Underneath us the road tunnels through the drill-dulling granite base Stockholm rests on. It runs north from here for kilometers. The cost must have been enormous, but the city paid that price to preserve its urban fabric.
A three minute slice of Stockholm beginning with a view from the Clarion Hotel and ending with a quick video tour of the Hammarby District.
The city even designed the tunnel to be aesthetically rewarding. “Since its inauguration in 2004,” Publicerad writes in 2008, “the tunnels have attracted international visitors who want to see and learn more about how, using light, art and common sense, it is possible to create “an attractive environment and a worthy space for people that has been designed with care.” If they put this much thought into tunnel design imagine what they do for the design of livable cities.
We don’t have to imagine long.
White has also been a major contributor to the Hammarby development, a project urban designers everywhere point to as the smart model for housing people in our world’s growing cities. Hammarby is a sustainable community built on the industrial lands just over the bridge from our hotel. It was part of the city’s plans for an Olympic game’s bid, but when that was awarded elsewhere politicians here decided to go ahead with the scheme anyway.
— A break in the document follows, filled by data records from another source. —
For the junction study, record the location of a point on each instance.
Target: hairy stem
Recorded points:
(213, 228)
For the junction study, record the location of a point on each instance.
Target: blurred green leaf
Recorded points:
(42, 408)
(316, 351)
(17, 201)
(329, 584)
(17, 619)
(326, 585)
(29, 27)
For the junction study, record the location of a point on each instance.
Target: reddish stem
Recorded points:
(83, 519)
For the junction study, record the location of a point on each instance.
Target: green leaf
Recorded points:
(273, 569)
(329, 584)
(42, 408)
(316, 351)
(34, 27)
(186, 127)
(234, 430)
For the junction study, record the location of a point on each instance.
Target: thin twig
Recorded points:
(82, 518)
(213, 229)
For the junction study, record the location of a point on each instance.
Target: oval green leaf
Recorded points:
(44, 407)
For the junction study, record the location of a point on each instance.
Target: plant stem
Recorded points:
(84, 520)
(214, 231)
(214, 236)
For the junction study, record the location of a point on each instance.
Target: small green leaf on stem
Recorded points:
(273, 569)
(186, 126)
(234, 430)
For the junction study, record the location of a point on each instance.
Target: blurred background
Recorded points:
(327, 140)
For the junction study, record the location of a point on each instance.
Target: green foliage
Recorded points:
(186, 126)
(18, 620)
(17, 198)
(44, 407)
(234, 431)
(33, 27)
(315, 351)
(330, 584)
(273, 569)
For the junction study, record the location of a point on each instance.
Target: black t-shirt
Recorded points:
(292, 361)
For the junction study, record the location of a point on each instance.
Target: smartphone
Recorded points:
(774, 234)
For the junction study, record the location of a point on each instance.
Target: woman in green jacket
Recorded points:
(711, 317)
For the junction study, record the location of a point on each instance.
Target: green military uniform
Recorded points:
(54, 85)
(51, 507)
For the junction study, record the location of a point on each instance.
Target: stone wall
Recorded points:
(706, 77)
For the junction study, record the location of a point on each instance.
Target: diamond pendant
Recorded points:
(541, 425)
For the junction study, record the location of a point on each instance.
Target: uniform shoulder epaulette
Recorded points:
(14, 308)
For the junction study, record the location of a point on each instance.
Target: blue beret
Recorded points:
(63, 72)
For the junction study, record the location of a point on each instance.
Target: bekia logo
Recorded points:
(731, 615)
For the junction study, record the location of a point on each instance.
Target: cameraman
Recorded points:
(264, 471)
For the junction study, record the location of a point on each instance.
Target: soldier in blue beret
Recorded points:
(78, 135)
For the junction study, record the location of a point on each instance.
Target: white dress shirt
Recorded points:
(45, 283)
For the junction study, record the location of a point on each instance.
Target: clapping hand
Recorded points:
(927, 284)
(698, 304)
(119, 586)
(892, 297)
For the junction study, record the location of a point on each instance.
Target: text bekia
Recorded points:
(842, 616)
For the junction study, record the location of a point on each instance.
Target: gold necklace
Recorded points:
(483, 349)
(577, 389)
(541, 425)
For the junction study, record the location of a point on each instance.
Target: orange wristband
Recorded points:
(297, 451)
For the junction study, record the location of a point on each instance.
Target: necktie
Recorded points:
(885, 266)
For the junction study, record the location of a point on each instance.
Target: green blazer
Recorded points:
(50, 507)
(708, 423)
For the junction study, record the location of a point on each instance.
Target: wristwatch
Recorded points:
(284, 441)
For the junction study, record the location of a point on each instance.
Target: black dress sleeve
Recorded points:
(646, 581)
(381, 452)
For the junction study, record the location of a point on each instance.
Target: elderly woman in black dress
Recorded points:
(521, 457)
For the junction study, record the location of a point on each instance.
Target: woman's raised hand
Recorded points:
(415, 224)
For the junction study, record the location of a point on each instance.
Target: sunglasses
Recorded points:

The effort was worth it. They even have a name for it–the Hammarby Model. Here is how their web site introduces the development: “Everybody who lives in Hammarby Sjöstad is a part of an eco-cycle. The eco-cycle solution… handles energy, waste, sewage and water for both housing and offices… Energy consumption and waste production are to be minimized while the resource saving, reusing and recycling are maximized.”
Hammarby urban living…
Their goals are the reuse and transformation of old brownfield sites into attractive residential areas with beautiful parks and green public spaces; the use of renewable fuels, biogas products and reuse of waste heat; the use of new technologies for water saving and sewage treatment; a reduction in waste; the creation of fast, attractive public transport, car pools, and beautiful cycle paths.
Hammarby’s sustainable living model.
Hammarby achieves these goals and more. Overlaid on the functional aspects of the development are good buildings and some exceptional landscape design. The design works. This is one more Northern European housing development that illustrates what can be achieved when civic policy and design are synergistic.
From Copenhagen’s Linear City and Nordhavn, to Gothenburg’s Eriksberg, to Stockholm’s Hammarby, city designers here show how people of all incomes can be housed comfortably and sustainably.
All good things must end even for LostGen2 travelers. We arrive back in Toronto just in time to hear more about how our city council can’t afford any city building ideas. City deconstruction is on their agenda. Doing more with less is not on the political books here. Doing less with less is.